Higher Spin Interactions in Four Dimensions: Vasiliev vs. Fronsdal
Nicolas Boulanger, Pan Kessel, E. D. Skvortsov, Massimo Taronna
TL;DR
This work derives the four-dimensional Higher-Spin theory at the first nontrivial (cubic) order directly from Vasiliev's equations and builds the complete dictionary between unfolded HS variables and Fronsdal fields. It reveals that beyond the algebraically fixed vertices, additional, highly derivative (pseudo-local) interactions contribute, and that their resummation leads to divergences, complicating straightforward AdS/CFT extrapolations. By computing explicit second-order unfolded equations and the corresponding Fronsdal currents, the authors show that only a limited subset of correlators is reliably captured by HS algebra alone, and they discuss potential resolutions, including gauge/frame choices and regularization schemes. These results challenge the idea of a strictly local HS bulk theory and suggest that careful handling of nonlocal tails is essential for a consistent HS holography and for defining a well-behaved bulk action. The study provides a concrete framework for testing locality, canonical current structures, and the interplay between unfolded and metric-like formulations in 4d HS gravity.
Abstract
We consider four-dimensional Higher-Spin Theory at the first nontrivial order corresponding to the cubic action. All Higher-Spin interaction vertices are explicitly obtained from Vasiliev's equations. In particular, we obtain the vertices that are not determined solely by the Higher-Spin algebra structure constants. The dictionary between the Fronsdal fields and Higher-Spin connections is found and the corrections to the Fronsdal equations are derived.
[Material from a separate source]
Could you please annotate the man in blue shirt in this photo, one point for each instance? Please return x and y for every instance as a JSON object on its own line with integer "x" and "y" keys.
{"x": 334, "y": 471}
These corrections turn out to involve derivatives of arbitrary order. We observe that the vertices not determined by the Higher-Spin algebra produce naked infinities, when decomposed into the minimal derivative vertices and improvements. Therefore, standard methods can only be used to check a rather limited number of correlation functions within the HS AdS/CFT duality. A possible resolution of the puzzle is discussed.